Since the fourth version from 2015, Forster’s Almanac has grown by 24 pages: They are divided between Wii U, PS4, Xbox One, Oculus Quest, Switch, PS5, Xbox Series S/X, Evercade VS, Steam Deck and a a few additional exotics like Bandai’s Playdia or Koeis Pasogo. Don’t you know, but sounds exciting? Then the book is a Schmker tip for you. In addition, a new digression is at the start that touches on limited editions, mini-consoles or Pokemon Go. The book now extends to the announcement of the DualSense Edge controller for the PS5, the work has been available since last December.

Screenshot – Game Culture (Game Culture)

Screenshot – Game Culture (Game Culture)

Screenshot – Game Culture (Game Culture)

Screenshot – Game Culture (Game Culture)

Screenshot – Game Culture (Game Culture)

In general, hardware celebrities such as SNES, PlayStation 2, Atari 7800 or Sega Saturn take place there as well as MSX home computers, the British computer Oric-1 or quirky handhelds and exotics. After you’ve read it, you’ll definitely be in good shape for the next nerdy pub quiz, or you can immediately look for a Virtual Boy or GP32 in good condition in the relevant online marketplaces.

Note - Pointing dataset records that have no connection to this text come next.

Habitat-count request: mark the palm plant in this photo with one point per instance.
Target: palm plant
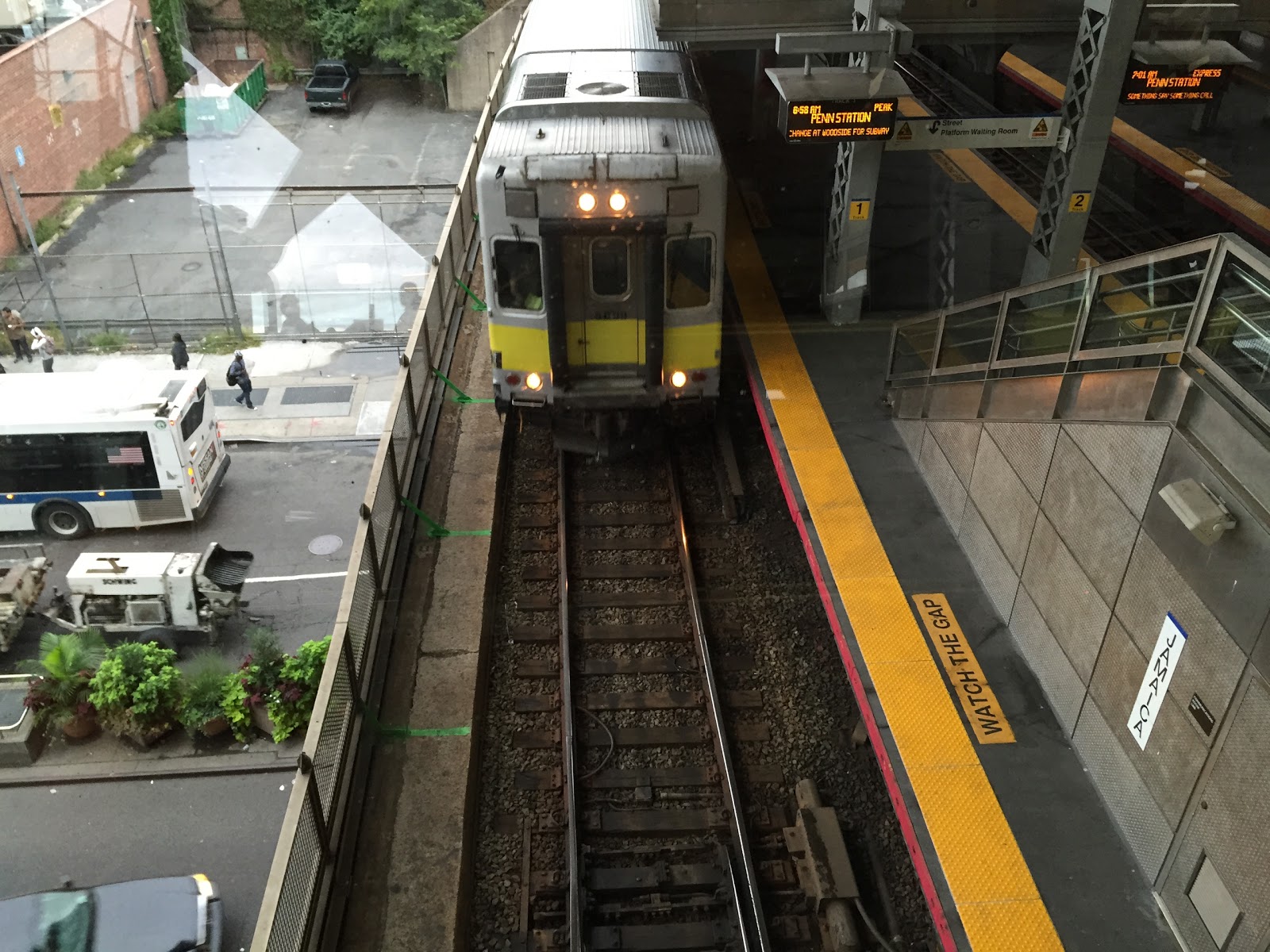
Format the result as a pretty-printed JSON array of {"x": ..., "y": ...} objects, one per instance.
[{"x": 59, "y": 692}]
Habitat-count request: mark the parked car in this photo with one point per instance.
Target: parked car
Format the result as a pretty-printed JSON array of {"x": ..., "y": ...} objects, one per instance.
[
  {"x": 332, "y": 86},
  {"x": 141, "y": 916}
]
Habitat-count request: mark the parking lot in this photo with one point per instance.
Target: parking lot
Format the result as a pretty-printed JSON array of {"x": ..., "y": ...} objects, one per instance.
[{"x": 146, "y": 264}]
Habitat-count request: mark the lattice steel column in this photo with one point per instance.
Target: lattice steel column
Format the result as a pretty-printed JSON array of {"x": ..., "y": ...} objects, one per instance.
[
  {"x": 845, "y": 277},
  {"x": 1104, "y": 46}
]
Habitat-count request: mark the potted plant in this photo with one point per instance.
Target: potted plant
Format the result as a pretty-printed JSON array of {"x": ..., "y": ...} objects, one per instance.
[
  {"x": 60, "y": 692},
  {"x": 291, "y": 704},
  {"x": 137, "y": 692},
  {"x": 247, "y": 704},
  {"x": 203, "y": 683}
]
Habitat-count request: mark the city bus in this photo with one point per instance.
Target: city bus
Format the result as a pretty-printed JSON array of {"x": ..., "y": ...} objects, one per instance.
[{"x": 95, "y": 451}]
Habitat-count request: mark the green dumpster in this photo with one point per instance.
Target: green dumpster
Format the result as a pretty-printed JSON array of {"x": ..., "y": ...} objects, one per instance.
[{"x": 225, "y": 107}]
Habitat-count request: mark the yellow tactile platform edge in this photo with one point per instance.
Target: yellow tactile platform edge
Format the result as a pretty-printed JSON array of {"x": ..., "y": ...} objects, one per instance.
[{"x": 992, "y": 888}]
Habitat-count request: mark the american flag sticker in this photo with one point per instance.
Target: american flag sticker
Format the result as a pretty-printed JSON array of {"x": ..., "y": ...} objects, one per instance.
[{"x": 126, "y": 456}]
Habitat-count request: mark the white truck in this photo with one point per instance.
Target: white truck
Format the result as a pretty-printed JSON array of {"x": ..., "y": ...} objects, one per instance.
[{"x": 154, "y": 593}]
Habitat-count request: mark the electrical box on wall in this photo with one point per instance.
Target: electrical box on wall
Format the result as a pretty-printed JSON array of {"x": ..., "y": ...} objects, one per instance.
[{"x": 1203, "y": 514}]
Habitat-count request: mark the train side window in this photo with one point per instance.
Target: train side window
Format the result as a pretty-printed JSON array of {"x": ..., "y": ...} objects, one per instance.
[
  {"x": 689, "y": 272},
  {"x": 610, "y": 267},
  {"x": 518, "y": 274}
]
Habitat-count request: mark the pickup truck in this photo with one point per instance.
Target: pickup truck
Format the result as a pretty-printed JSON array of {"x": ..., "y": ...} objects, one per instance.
[{"x": 332, "y": 86}]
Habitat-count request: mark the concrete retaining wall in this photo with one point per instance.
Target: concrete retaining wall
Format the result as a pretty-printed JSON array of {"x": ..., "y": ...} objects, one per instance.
[{"x": 476, "y": 59}]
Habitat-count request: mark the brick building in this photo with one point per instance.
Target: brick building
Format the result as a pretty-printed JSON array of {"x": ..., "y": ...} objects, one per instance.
[{"x": 71, "y": 95}]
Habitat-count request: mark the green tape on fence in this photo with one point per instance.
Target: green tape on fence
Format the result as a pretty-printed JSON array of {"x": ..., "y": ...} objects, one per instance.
[
  {"x": 460, "y": 397},
  {"x": 478, "y": 305},
  {"x": 435, "y": 528}
]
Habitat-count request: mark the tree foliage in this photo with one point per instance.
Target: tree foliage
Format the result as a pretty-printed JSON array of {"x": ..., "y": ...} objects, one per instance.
[{"x": 419, "y": 35}]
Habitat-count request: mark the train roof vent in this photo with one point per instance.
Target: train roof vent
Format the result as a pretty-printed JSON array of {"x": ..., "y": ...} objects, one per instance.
[
  {"x": 664, "y": 86},
  {"x": 545, "y": 86}
]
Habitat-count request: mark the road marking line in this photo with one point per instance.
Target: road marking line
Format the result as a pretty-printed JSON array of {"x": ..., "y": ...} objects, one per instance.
[{"x": 298, "y": 578}]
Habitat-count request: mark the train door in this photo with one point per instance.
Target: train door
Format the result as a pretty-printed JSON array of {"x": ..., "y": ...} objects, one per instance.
[{"x": 603, "y": 296}]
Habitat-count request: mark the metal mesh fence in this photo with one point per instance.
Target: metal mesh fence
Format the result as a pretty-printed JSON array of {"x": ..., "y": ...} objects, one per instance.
[{"x": 290, "y": 918}]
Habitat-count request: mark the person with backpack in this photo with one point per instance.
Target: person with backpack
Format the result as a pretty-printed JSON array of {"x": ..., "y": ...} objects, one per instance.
[
  {"x": 44, "y": 347},
  {"x": 237, "y": 376}
]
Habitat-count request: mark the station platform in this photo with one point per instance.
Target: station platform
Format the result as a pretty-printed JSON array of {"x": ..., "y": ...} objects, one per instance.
[
  {"x": 1221, "y": 168},
  {"x": 1009, "y": 837}
]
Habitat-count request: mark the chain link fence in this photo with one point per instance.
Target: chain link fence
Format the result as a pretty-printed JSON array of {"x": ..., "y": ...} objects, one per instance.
[{"x": 302, "y": 896}]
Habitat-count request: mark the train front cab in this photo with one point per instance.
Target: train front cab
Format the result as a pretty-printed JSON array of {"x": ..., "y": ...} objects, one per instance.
[{"x": 602, "y": 315}]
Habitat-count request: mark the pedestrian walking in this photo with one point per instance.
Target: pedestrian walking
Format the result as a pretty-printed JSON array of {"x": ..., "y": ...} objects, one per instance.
[
  {"x": 44, "y": 347},
  {"x": 16, "y": 329},
  {"x": 238, "y": 376}
]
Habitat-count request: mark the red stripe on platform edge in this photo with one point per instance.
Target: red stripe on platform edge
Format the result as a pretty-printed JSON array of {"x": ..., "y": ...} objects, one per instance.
[{"x": 897, "y": 799}]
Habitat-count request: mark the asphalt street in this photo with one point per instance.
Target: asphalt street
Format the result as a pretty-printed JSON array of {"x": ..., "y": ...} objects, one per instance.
[
  {"x": 221, "y": 827},
  {"x": 275, "y": 501}
]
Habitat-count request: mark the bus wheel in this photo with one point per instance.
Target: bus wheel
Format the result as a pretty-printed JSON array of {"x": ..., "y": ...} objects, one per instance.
[{"x": 64, "y": 520}]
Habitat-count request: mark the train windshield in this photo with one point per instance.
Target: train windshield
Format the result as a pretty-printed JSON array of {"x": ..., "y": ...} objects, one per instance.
[
  {"x": 689, "y": 272},
  {"x": 518, "y": 272}
]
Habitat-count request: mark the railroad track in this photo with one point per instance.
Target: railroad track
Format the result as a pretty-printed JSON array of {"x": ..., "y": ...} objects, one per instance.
[
  {"x": 1117, "y": 228},
  {"x": 664, "y": 698},
  {"x": 657, "y": 852}
]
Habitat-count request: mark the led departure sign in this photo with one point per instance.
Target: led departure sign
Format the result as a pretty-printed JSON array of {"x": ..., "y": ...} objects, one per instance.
[
  {"x": 1176, "y": 84},
  {"x": 841, "y": 120}
]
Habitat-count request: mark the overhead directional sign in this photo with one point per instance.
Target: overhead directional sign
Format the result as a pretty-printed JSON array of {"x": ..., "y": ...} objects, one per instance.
[
  {"x": 992, "y": 132},
  {"x": 1174, "y": 84},
  {"x": 841, "y": 120}
]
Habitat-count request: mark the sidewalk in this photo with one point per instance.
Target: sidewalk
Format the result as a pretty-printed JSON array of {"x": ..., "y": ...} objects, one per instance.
[{"x": 302, "y": 391}]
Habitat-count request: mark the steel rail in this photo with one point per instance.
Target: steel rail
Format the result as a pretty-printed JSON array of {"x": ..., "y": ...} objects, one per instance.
[
  {"x": 568, "y": 746},
  {"x": 714, "y": 708}
]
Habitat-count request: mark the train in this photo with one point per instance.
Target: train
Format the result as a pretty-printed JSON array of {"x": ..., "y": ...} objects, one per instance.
[{"x": 601, "y": 200}]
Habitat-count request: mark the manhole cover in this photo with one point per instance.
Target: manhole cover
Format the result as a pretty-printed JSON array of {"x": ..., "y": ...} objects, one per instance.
[{"x": 325, "y": 545}]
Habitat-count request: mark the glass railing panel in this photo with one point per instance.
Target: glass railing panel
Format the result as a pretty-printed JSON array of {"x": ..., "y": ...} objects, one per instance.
[
  {"x": 914, "y": 347},
  {"x": 1149, "y": 304},
  {"x": 968, "y": 336},
  {"x": 1041, "y": 323},
  {"x": 1236, "y": 332}
]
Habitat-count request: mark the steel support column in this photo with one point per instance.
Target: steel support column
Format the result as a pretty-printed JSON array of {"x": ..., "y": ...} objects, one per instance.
[
  {"x": 1104, "y": 46},
  {"x": 845, "y": 277}
]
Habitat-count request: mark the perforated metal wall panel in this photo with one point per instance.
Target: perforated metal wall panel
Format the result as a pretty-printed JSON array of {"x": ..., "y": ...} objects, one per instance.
[
  {"x": 1091, "y": 520},
  {"x": 1045, "y": 655},
  {"x": 1126, "y": 455},
  {"x": 1230, "y": 823},
  {"x": 1029, "y": 448},
  {"x": 1003, "y": 501},
  {"x": 1066, "y": 600},
  {"x": 1143, "y": 827},
  {"x": 960, "y": 443},
  {"x": 1172, "y": 763},
  {"x": 1212, "y": 663},
  {"x": 943, "y": 482},
  {"x": 912, "y": 432},
  {"x": 988, "y": 562}
]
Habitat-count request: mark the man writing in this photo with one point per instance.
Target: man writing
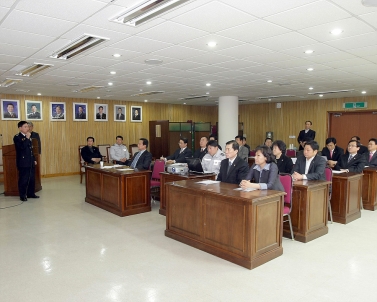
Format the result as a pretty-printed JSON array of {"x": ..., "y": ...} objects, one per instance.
[{"x": 25, "y": 162}]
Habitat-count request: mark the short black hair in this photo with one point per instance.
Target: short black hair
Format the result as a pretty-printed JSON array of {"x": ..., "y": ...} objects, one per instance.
[
  {"x": 313, "y": 144},
  {"x": 145, "y": 141},
  {"x": 281, "y": 145},
  {"x": 331, "y": 140},
  {"x": 234, "y": 144},
  {"x": 267, "y": 153},
  {"x": 184, "y": 139},
  {"x": 212, "y": 143},
  {"x": 21, "y": 123}
]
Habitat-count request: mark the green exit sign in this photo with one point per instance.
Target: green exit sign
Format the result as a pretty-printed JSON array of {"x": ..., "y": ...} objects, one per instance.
[{"x": 355, "y": 105}]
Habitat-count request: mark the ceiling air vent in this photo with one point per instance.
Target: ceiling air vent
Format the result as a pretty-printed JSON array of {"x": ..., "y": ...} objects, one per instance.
[
  {"x": 9, "y": 82},
  {"x": 77, "y": 47},
  {"x": 147, "y": 93},
  {"x": 145, "y": 10},
  {"x": 334, "y": 91},
  {"x": 34, "y": 69}
]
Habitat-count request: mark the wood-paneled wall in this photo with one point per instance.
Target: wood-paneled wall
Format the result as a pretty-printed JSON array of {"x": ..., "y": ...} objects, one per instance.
[{"x": 60, "y": 140}]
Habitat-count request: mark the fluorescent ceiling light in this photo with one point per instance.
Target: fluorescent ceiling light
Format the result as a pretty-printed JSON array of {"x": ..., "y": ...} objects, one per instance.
[
  {"x": 77, "y": 47},
  {"x": 145, "y": 10}
]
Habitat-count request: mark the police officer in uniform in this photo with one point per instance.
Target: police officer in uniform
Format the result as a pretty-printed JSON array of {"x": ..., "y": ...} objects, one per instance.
[
  {"x": 25, "y": 162},
  {"x": 212, "y": 160}
]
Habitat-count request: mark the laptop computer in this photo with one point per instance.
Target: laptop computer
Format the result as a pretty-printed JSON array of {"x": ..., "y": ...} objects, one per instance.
[{"x": 195, "y": 166}]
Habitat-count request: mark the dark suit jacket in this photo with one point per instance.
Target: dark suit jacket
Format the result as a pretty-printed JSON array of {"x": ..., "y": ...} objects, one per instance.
[
  {"x": 24, "y": 151},
  {"x": 144, "y": 161},
  {"x": 199, "y": 154},
  {"x": 316, "y": 168},
  {"x": 356, "y": 164},
  {"x": 284, "y": 164},
  {"x": 180, "y": 157},
  {"x": 302, "y": 135},
  {"x": 337, "y": 153},
  {"x": 87, "y": 155},
  {"x": 238, "y": 171},
  {"x": 373, "y": 161},
  {"x": 269, "y": 177}
]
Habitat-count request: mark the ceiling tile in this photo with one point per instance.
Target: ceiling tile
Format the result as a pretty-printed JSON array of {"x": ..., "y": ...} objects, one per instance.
[{"x": 207, "y": 17}]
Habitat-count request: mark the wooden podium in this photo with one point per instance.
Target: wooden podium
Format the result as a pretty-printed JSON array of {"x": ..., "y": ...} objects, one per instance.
[{"x": 11, "y": 171}]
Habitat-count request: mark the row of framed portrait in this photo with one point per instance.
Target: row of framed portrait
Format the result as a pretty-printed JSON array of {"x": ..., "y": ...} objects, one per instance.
[{"x": 11, "y": 111}]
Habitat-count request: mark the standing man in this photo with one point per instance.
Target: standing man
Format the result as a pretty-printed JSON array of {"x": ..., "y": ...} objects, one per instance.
[
  {"x": 25, "y": 162},
  {"x": 35, "y": 135},
  {"x": 199, "y": 153},
  {"x": 119, "y": 152},
  {"x": 306, "y": 135},
  {"x": 142, "y": 159},
  {"x": 212, "y": 160},
  {"x": 233, "y": 169},
  {"x": 243, "y": 152}
]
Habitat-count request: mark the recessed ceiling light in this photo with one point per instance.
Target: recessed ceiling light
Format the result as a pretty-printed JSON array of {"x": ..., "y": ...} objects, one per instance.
[{"x": 336, "y": 31}]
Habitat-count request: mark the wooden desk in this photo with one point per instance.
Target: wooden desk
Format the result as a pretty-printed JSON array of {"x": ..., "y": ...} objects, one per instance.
[
  {"x": 309, "y": 210},
  {"x": 168, "y": 177},
  {"x": 120, "y": 192},
  {"x": 346, "y": 196},
  {"x": 242, "y": 227},
  {"x": 369, "y": 191}
]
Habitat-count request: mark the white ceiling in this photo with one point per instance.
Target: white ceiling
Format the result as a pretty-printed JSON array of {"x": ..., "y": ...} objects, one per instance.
[{"x": 256, "y": 41}]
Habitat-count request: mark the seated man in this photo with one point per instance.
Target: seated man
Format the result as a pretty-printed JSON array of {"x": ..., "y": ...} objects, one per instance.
[
  {"x": 243, "y": 152},
  {"x": 90, "y": 153},
  {"x": 310, "y": 165},
  {"x": 199, "y": 153},
  {"x": 353, "y": 161},
  {"x": 142, "y": 159},
  {"x": 180, "y": 154},
  {"x": 233, "y": 168},
  {"x": 212, "y": 160},
  {"x": 372, "y": 148},
  {"x": 119, "y": 152},
  {"x": 332, "y": 151}
]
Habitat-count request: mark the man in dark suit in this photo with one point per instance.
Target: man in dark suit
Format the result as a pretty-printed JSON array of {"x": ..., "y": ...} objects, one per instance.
[
  {"x": 199, "y": 153},
  {"x": 80, "y": 115},
  {"x": 25, "y": 162},
  {"x": 180, "y": 154},
  {"x": 332, "y": 151},
  {"x": 142, "y": 159},
  {"x": 353, "y": 161},
  {"x": 372, "y": 148},
  {"x": 233, "y": 169},
  {"x": 310, "y": 166},
  {"x": 10, "y": 113},
  {"x": 100, "y": 115},
  {"x": 306, "y": 135},
  {"x": 120, "y": 116}
]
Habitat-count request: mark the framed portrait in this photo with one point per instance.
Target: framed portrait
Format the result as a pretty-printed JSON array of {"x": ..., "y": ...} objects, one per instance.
[
  {"x": 33, "y": 110},
  {"x": 119, "y": 113},
  {"x": 10, "y": 110},
  {"x": 57, "y": 111},
  {"x": 100, "y": 112},
  {"x": 80, "y": 112},
  {"x": 136, "y": 114}
]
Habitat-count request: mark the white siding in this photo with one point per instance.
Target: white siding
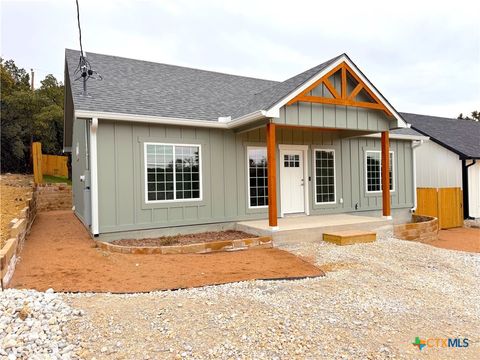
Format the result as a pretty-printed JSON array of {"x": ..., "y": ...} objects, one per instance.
[
  {"x": 474, "y": 190},
  {"x": 437, "y": 166}
]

Anyone who already owns the 2015 edition should think twice about whether seven additional years on 24 pages are worth the price of 32.90 euros. The reading samples built in two paragraphs above could make it easier for everyone else to make a purchase decision. “Game consoles and home computers” are of course available in the relevant (online) bookshops, but also directly in the GAMEplan shop. Anyone who has been there will find further reading material for the nerdy wall of books with the C64 book “Volkscomputer” or the gigantic studio and developer encyclopedia “Spielmacher”.